A new study helps to explain the mechanism by which pancreatic cells secrete high levels of insulin during the early stages of diabetes.

A central question in diabetes research is why cells of the pancreas, known as beta cells, initially over-secrete insulin. The prevailing theory was that the body may be in the process of becoming “deaf” to insulin, so beta cells secrete more to compensate. But isolated beta cells still over-secrete insulin, which exposes a gap in that theory.

In the new study, researchers set out to understand what other mechanism beyond insulin resistance (that is, the body becoming “deaf” to insulin) and high glucose levels might explain why diabetes develops. The scientists found that a pathway independent of glucose, but sensitive to fatty acids, appears to drive insulin secretion in the early stages of diabetes.

The research team, led by Orian Shirihai, a professor of endocrinology and pharmacology at the David Geffen School of Medicine at UCLA and senior author of the study, used pre-diabetic mice to study the mechanisms by which insulin may be secreted in the absence of glucose.

The team found that in beta cells from obese, pre-diabetic animals, a protein known as Cyclophilin D, or CypD, induced a phenomenon known as “proton leak,” and that this leak promoted insulin secretion in the absence of elevated glucose. The mechanism was dependent on fatty acids, which are normally incapable of stimulating insulin secretion in healthy animals.

Further, obese mice who lacked the gene for CypD did not secrete excess insulin. The team confirmed the same process was taking place in isolated human pancreas cells: In the presence of fatty acids at levels that would be typical in obese humans, the cells secreted insulin in the absence of elevated glucose.

The study was published in the American Diabetes Association’s journal Diabetes.

The results suggest new ways to prevent the development of insulin resistance and to treat diabetes, including halting its progression by blocking the proton leak in the beta cell.

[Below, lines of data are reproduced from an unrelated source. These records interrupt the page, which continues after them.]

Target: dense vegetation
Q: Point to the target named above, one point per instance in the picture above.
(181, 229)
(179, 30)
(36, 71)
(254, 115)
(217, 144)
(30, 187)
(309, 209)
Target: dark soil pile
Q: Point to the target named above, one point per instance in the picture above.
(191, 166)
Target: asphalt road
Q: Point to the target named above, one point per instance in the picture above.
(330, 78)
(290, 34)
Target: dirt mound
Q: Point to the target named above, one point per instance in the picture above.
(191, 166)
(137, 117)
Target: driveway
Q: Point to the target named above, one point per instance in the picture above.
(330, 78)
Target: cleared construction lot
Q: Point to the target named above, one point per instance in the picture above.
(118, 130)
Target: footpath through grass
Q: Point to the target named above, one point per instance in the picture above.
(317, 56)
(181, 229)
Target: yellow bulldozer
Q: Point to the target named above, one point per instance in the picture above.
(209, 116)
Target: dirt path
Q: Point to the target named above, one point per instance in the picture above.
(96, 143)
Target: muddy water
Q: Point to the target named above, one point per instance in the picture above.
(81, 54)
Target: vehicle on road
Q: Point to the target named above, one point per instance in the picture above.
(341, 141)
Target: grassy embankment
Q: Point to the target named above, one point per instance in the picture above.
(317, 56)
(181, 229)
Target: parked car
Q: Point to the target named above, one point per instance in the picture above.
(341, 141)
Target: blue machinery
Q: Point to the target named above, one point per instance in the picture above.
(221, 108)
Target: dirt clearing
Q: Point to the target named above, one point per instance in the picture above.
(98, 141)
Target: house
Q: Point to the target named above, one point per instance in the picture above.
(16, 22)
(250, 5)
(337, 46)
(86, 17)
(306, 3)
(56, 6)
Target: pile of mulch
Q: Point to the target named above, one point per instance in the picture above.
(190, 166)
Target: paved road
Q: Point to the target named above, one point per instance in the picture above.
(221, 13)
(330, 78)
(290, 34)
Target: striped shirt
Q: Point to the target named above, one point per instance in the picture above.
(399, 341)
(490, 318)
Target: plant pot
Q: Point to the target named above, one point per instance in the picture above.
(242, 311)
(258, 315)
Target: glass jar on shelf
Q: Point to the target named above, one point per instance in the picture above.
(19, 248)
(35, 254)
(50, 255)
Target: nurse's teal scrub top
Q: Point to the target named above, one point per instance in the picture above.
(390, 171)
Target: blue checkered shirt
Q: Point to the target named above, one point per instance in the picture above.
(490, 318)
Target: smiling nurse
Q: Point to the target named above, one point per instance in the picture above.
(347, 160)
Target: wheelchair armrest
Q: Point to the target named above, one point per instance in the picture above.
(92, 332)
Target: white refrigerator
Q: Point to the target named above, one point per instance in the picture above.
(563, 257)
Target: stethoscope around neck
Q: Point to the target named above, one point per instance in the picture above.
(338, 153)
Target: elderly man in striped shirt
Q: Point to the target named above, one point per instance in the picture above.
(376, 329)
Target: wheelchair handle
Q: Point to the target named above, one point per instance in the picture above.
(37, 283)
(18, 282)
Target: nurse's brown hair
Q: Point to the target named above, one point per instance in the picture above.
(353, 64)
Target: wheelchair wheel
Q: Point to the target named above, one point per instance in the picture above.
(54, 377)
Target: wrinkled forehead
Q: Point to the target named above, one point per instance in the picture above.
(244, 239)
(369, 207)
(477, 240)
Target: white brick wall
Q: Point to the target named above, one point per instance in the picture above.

The study’s first author is Evan Taddeo of the department of medicine, division of endocrinology, diabetes and hypertension, at the Geffen School. Marc Liesa, of UCLA, is a corresponding author. Other UCLA-affiliated authors are Nour Alsabeeh, Siyouneh Baghdasarian, Eleni Ritou, Karel Erion, Jin Li, Linsey Stiles and Marc Liesa. A full list of authors may be found in the journal article.

The work was funded by the National Institutes of Health; the UCLA Department of Medicine Chair; the UC San Diego/UCLA Diabetes Research Center; the Kuwait Foundation for the Advancement of Sciences, a fellowship from Kuwait University; and Janssen Research & Development.